I don’t know the answer to any of her questions. I am here, as I will be every 6 months for the rest of my life because I am “high risk.” Female cancer dominates both sides of my family. I am no stranger to the word metastasized, as that word alone awakens many feelings that have been silent until several months ago when it became a reality again with the news of my beautiful friend, now fighting for her life against a relentless form of ovarian cancer.
I actually made it a priority to schedule my annual appointment with my gyno because of her. He insisted that I have the genetic testing done to see if I carried the cancer gene. He called with the results. All tests were negative. I do not carry the gene.
Is there really a difference between the two?
Regardless, here I am. Waiting…
I’m guessing that the young girl asking all the questions is in the fear stage. I can’t say that for sure and now I’m judging again. (Why am I acting so priggish?!) If anything I should be falling down before the Father in praise several times a day that I emerged from the darkness in which I was living, relatively unscathed.
However, here I sit. Annoyed by the smallest of things. Remember my motto…”Progress not Perfection.” Some days (like today), progress is even a stretch.
The lady beside me takes out her emory board to file her nails. (Insert inner scream here). Noooooooooooo! Forget the sound! What makes her think I want to breathe in her fingernail dust? And there’s no escaping it! Its flying everywhere.

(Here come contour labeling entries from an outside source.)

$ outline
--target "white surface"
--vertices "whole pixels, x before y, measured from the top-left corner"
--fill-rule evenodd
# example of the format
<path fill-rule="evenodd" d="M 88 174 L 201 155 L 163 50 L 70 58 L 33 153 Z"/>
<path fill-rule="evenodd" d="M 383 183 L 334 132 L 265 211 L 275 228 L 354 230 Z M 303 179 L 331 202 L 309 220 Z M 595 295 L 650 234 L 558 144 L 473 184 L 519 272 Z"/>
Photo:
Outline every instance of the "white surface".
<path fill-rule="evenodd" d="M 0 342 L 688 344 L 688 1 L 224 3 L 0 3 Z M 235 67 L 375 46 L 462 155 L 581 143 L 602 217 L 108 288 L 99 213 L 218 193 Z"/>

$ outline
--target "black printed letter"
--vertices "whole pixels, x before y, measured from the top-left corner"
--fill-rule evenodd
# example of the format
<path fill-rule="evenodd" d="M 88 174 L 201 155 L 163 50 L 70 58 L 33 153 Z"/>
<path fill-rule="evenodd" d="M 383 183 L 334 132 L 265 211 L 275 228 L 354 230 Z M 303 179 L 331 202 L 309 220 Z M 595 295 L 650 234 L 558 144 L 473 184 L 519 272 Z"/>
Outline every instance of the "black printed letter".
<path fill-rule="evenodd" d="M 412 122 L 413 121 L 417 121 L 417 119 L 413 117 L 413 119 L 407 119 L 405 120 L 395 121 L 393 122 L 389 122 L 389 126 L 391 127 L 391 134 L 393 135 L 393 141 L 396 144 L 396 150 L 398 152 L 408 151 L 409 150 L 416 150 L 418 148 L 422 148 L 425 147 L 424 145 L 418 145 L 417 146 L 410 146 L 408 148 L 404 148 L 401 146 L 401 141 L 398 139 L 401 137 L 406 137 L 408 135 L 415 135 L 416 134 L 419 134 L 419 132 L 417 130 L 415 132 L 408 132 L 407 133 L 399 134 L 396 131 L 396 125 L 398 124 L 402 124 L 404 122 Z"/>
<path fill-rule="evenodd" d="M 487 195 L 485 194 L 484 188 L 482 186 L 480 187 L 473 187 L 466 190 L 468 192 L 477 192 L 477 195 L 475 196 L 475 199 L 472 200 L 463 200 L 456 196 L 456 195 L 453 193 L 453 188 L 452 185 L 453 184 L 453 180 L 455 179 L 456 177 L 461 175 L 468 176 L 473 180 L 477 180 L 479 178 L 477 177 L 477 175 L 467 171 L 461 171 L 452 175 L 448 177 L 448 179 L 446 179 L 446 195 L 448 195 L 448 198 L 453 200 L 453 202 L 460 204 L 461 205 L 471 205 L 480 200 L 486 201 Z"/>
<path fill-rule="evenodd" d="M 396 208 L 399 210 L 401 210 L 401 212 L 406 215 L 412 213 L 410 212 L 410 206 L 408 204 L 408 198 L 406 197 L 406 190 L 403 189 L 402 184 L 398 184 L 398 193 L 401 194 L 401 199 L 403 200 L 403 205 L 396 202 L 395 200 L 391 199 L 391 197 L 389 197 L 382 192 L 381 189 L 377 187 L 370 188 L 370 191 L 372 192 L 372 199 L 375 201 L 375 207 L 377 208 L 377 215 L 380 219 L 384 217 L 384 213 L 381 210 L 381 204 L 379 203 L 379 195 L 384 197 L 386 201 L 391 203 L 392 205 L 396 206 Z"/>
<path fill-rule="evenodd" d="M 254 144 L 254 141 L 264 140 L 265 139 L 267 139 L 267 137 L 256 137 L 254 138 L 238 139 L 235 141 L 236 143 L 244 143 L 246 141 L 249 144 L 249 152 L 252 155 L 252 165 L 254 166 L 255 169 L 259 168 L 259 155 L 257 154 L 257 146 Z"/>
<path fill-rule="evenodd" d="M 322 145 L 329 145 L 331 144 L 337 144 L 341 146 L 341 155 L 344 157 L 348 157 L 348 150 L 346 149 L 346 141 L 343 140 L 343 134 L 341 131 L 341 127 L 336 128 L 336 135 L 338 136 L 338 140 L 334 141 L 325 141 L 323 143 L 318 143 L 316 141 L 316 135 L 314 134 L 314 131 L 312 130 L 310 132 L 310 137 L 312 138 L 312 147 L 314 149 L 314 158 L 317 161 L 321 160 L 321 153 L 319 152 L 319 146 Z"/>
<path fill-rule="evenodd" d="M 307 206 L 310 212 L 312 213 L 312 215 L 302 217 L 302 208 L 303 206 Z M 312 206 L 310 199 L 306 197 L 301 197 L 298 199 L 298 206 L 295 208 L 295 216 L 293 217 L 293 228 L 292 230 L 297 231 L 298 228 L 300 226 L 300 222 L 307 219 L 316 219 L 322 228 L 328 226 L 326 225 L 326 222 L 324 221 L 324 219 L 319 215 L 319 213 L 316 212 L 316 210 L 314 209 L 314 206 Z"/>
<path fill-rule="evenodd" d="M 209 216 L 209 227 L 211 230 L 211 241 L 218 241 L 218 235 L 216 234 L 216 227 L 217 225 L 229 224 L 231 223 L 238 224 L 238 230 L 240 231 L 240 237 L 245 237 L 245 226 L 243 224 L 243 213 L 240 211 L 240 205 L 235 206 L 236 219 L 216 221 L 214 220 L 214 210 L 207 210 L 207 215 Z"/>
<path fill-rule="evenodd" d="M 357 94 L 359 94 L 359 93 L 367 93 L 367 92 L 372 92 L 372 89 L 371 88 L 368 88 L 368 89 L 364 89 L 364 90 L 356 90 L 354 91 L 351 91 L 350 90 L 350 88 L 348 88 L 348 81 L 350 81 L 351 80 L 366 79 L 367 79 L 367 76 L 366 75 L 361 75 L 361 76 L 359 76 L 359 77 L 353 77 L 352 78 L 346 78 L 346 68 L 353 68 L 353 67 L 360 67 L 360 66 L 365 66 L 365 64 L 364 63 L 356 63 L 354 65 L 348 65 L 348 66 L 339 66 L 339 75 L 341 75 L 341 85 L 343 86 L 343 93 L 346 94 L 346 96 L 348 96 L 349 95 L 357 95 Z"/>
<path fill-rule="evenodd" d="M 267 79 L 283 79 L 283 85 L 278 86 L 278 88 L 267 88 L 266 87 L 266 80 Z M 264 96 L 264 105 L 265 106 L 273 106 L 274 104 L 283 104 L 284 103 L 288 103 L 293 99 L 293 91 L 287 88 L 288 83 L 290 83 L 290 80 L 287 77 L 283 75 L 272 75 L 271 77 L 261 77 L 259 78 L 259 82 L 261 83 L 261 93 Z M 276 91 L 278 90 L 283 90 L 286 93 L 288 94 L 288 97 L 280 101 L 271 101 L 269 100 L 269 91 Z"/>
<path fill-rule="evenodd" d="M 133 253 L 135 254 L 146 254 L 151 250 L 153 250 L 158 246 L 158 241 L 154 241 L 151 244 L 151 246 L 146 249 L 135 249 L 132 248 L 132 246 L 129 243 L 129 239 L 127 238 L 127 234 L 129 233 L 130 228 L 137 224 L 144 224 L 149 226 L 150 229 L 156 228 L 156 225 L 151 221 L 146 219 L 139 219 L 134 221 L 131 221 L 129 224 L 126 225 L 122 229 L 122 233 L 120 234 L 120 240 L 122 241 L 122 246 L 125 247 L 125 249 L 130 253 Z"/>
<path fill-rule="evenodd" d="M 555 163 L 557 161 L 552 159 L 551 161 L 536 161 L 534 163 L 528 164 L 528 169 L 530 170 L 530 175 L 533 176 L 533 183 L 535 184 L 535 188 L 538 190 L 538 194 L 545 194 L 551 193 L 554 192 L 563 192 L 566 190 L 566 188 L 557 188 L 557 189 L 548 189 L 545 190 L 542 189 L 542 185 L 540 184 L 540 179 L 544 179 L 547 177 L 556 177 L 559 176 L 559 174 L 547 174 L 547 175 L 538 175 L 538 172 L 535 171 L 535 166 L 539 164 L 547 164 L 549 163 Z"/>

The door opens, here comes the nurse, she’s calling my name.
Clarification: There are few things in this life that I can say with all of the passion I can muster that I detest. Cancer is one of those things. It is a devil of sorts. Often times it is silent in its deadly pursuit until its victim is left ravaged and face to face with death. I am in no way trying to make light of this disease in this post. I am simply giving you, the reader, a glimpse in to my perception, warped as it may be at times. Usually, for me, this all points back to fear. Thankfully I have been given the tools to face it and move on. I feel beyond blessed to only be going in for rechecks. I am on the maintenance plan while many are fighting for their life.